Today, Labor Day mostly means a day off and the closure of public pools. But when it was first created, it was a president’s desperate attempt to curb the tension after one of the most violent strike breakups in American history. In the late 19th century, the workers of the Pullman Company, which manufactured luxury train cars, all lived in a company- owned town. George Pullman, the owner, lived in a mansion overlooking houses, apartments, and crammed-together barracks, all of which were rented by the thousands of workers needed for the operation. For some time, the town operated without a hitch, providing decent wages for the workers while netting the higher-ups millions of dollars. But after the economic depression of the 1890s brought the country to its knees,

everything changed. George Pullman slashed his workers’ wages by nearly 30 percent, but he neglected to adjust the rent on the company-owned buildings in turn. As a result, life became untenable in the town, with workers struggling to maintain the barest standards of living for themselves and their families. In response, the workers began a strike on May 11, 1894. As the event ramped up, it gained the support of the powerful American Railway Union (ARU). But Pullman, stubborn as he was, barely acknowledged the strike was happening, and he refused to meet with the organizers. The tension increased when Eugene Debs, the president of the American Railway Union, organized a boycott of all trains that included Pullman cars.The strike continued to escalate until workers and

Pullman community members managed to stop the trains from running. Eventually, President Grover Cleveland sent in soldiers to break up the strike.

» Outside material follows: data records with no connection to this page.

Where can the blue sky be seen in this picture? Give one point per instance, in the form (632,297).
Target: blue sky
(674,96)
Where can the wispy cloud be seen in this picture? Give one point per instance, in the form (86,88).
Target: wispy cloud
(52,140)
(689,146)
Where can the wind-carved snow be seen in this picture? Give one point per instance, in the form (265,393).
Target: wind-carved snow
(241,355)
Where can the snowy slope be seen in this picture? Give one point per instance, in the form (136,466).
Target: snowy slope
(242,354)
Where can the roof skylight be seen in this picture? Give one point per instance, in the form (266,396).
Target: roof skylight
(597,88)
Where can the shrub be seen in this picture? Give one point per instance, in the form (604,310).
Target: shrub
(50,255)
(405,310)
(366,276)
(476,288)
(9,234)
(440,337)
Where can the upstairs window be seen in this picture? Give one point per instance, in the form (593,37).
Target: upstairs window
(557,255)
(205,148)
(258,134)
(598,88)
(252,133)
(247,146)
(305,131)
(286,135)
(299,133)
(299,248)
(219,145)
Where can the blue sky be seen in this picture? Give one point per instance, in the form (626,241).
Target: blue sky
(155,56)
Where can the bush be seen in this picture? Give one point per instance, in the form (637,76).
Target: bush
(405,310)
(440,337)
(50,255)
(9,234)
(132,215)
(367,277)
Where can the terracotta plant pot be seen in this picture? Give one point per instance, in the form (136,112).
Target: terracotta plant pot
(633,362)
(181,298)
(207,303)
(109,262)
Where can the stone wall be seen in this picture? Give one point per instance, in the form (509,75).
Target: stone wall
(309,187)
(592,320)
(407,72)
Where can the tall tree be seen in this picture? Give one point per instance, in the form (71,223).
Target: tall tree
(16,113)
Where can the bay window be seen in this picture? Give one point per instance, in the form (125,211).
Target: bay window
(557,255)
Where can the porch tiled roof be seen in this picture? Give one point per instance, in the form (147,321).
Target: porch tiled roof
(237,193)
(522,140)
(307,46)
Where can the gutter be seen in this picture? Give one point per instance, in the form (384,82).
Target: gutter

Violence ensued, with soldiers making a great effort to quell the strike at its core. By the time the violence ended, 30 people had lost their lives and an estimated $80 million in damages had been caused throughout the town. A few months later, President Grover Cleveland declared Labor Day a federal holiday.Many experts believe that this act was an effort to build rapport among his pro-labor constituents after handling the incident so poorly. This month, as you fire up the barbecue and enjoy your day off, take a moment to remember the workers who fought for labor rights in our country.